Routine Load continuously consumes data from Kafka and writes it into Apache Doris. By creating a Routine Load Job, you can automatically subscribe to a specified Kafka topic. Its core features include:

  • High availability: Supports 7x24 uninterrupted consumption of Kafka data, and can automatically resume operation after a failure.
  • Low latency: Kafka messages can become visible within seconds.
  • Exactly Once semantics: Ensures that Kafka data is consumed without loss or duplication, achieving exactly-once consumption.

This document provides an in-depth analysis of its implementation principles, presents best practices for typical scenarios, and offers troubleshooting approaches for common issues, helping you get started quickly and operate it efficiently.

Recommended reading paths:

  1. To understand the working mechanism, read Implementation Principles.
  2. To optimize performance, read Best Practices.
  3. To troubleshoot issues, read Common Troubleshooting.

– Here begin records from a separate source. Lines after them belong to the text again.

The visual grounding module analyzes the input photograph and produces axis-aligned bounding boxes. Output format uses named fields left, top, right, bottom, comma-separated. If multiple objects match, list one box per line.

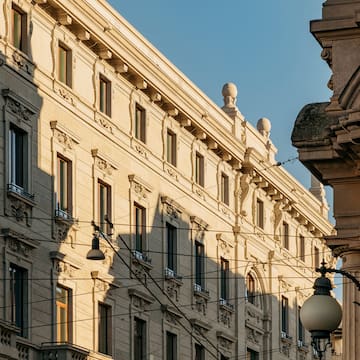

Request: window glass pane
left=9, top=126, right=27, bottom=189
left=99, top=303, right=111, bottom=354
left=135, top=204, right=145, bottom=252
left=57, top=155, right=71, bottom=213
left=195, top=153, right=204, bottom=186
left=135, top=104, right=146, bottom=142
left=167, top=223, right=177, bottom=271
left=220, top=258, right=229, bottom=300
left=12, top=7, right=24, bottom=50
left=56, top=285, right=69, bottom=342
left=134, top=318, right=146, bottom=360
left=195, top=242, right=204, bottom=288
left=9, top=264, right=28, bottom=337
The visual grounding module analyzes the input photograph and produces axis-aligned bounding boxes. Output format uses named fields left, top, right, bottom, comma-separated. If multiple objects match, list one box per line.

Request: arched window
left=246, top=273, right=256, bottom=305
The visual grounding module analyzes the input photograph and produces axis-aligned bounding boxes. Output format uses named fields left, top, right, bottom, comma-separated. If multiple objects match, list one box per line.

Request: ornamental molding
left=50, top=120, right=80, bottom=150
left=216, top=233, right=233, bottom=258
left=2, top=228, right=38, bottom=258
left=2, top=89, right=37, bottom=122
left=49, top=250, right=81, bottom=277
left=91, top=149, right=118, bottom=176
left=190, top=216, right=208, bottom=242
left=161, top=196, right=184, bottom=220
left=91, top=270, right=120, bottom=292
left=128, top=174, right=153, bottom=199
left=190, top=318, right=212, bottom=337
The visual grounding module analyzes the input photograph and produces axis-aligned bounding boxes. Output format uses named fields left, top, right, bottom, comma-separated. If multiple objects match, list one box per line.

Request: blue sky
left=108, top=1, right=341, bottom=297
left=109, top=0, right=331, bottom=188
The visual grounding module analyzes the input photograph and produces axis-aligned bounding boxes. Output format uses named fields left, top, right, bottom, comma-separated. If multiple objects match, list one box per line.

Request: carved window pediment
left=2, top=228, right=38, bottom=258
left=128, top=174, right=153, bottom=200
left=91, top=149, right=118, bottom=176
left=2, top=89, right=37, bottom=123
left=50, top=121, right=80, bottom=150
left=161, top=196, right=184, bottom=220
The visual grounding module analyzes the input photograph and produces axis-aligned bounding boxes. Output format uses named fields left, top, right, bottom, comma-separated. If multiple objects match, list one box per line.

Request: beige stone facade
left=0, top=1, right=333, bottom=360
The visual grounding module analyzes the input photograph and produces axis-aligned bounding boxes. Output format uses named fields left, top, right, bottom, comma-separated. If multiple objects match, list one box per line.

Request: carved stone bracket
left=193, top=290, right=209, bottom=315
left=219, top=303, right=234, bottom=328
left=165, top=277, right=183, bottom=301
left=246, top=326, right=263, bottom=345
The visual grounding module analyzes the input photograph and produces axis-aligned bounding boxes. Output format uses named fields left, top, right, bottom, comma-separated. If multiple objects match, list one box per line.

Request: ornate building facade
left=0, top=1, right=333, bottom=360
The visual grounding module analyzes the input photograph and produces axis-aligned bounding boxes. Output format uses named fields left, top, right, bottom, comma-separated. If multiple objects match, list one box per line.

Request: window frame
left=195, top=343, right=205, bottom=360
left=134, top=317, right=146, bottom=360
left=135, top=103, right=146, bottom=143
left=9, top=263, right=28, bottom=337
left=99, top=75, right=111, bottom=117
left=166, top=331, right=177, bottom=360
left=281, top=295, right=289, bottom=335
left=9, top=124, right=28, bottom=192
left=58, top=42, right=72, bottom=87
left=56, top=284, right=71, bottom=343
left=56, top=154, right=73, bottom=217
left=98, top=302, right=112, bottom=355
left=134, top=202, right=146, bottom=254
left=314, top=246, right=320, bottom=268
left=166, top=129, right=177, bottom=166
left=299, top=235, right=305, bottom=262
left=220, top=257, right=229, bottom=301
left=11, top=4, right=27, bottom=53
left=220, top=172, right=229, bottom=205
left=195, top=241, right=205, bottom=290
left=246, top=273, right=256, bottom=305
left=195, top=152, right=205, bottom=187
left=282, top=221, right=289, bottom=250
left=256, top=198, right=264, bottom=229
left=98, top=179, right=111, bottom=234
left=166, top=222, right=177, bottom=273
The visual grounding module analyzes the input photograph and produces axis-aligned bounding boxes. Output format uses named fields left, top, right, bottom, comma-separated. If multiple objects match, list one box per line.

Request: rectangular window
left=57, top=154, right=72, bottom=216
left=56, top=285, right=70, bottom=343
left=58, top=43, right=72, bottom=87
left=314, top=246, right=320, bottom=268
left=98, top=303, right=112, bottom=355
left=246, top=349, right=259, bottom=360
left=299, top=235, right=305, bottom=262
left=99, top=75, right=111, bottom=116
left=195, top=152, right=204, bottom=187
left=282, top=222, right=289, bottom=250
left=98, top=180, right=111, bottom=234
left=256, top=199, right=264, bottom=229
left=134, top=203, right=146, bottom=253
left=298, top=306, right=305, bottom=344
left=135, top=104, right=146, bottom=143
left=9, top=264, right=28, bottom=337
left=220, top=258, right=229, bottom=301
left=9, top=125, right=27, bottom=191
left=195, top=241, right=205, bottom=290
left=220, top=172, right=229, bottom=205
left=11, top=5, right=26, bottom=52
left=134, top=318, right=146, bottom=360
left=167, top=222, right=177, bottom=272
left=166, top=331, right=177, bottom=360
left=166, top=130, right=177, bottom=166
left=195, top=344, right=205, bottom=360
left=281, top=296, right=289, bottom=335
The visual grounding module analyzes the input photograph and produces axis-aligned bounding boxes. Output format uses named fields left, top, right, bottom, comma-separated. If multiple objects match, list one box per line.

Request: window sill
left=54, top=209, right=76, bottom=225
left=7, top=184, right=35, bottom=207
left=193, top=285, right=210, bottom=300
left=297, top=341, right=309, bottom=352
left=164, top=268, right=183, bottom=285
left=219, top=299, right=234, bottom=312
left=280, top=332, right=293, bottom=344
left=132, top=251, right=153, bottom=270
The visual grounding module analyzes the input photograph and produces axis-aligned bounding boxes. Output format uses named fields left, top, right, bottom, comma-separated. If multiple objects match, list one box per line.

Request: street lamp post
left=300, top=261, right=360, bottom=359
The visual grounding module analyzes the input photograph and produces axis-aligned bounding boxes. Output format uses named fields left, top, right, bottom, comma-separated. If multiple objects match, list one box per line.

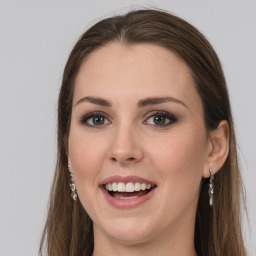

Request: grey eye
left=144, top=111, right=177, bottom=127
left=153, top=115, right=168, bottom=125
left=90, top=116, right=106, bottom=125
left=80, top=112, right=111, bottom=127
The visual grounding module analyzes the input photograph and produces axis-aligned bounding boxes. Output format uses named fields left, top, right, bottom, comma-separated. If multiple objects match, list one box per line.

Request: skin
left=68, top=43, right=229, bottom=256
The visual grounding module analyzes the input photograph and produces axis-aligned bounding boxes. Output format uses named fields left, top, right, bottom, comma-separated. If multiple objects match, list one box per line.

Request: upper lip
left=100, top=175, right=156, bottom=186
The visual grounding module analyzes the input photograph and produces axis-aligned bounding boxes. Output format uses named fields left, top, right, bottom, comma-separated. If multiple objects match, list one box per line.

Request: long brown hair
left=40, top=9, right=247, bottom=256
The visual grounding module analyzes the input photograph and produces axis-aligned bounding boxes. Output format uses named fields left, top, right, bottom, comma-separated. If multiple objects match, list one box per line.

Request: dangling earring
left=208, top=168, right=214, bottom=206
left=68, top=164, right=78, bottom=201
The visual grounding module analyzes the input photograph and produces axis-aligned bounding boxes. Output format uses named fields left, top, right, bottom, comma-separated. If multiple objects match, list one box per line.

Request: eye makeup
left=79, top=111, right=111, bottom=128
left=79, top=109, right=177, bottom=129
left=143, top=110, right=177, bottom=128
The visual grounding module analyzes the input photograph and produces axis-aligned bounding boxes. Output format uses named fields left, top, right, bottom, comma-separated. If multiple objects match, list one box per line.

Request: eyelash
left=79, top=111, right=111, bottom=128
left=143, top=110, right=177, bottom=127
left=79, top=110, right=177, bottom=128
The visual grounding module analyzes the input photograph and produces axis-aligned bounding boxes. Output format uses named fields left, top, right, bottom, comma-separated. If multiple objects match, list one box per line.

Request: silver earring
left=208, top=168, right=214, bottom=206
left=68, top=164, right=78, bottom=201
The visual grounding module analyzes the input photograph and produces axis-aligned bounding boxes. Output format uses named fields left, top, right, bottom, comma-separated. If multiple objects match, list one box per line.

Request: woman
left=40, top=9, right=247, bottom=256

2. Implementation Principles

Kafka data exists as a stream, and Doris consumes Kafka streaming data in a "micro-batch" manner. After a Routine Load Job is created, the system splits it into multiple Tasks for concurrent execution based on the configured concurrency. Each Task is responsible for consuming data from specific partitions of the Kafka topic. Each Task corresponds to a transaction, and after execution completes, a new Task is generated to continue consuming the next batch of data.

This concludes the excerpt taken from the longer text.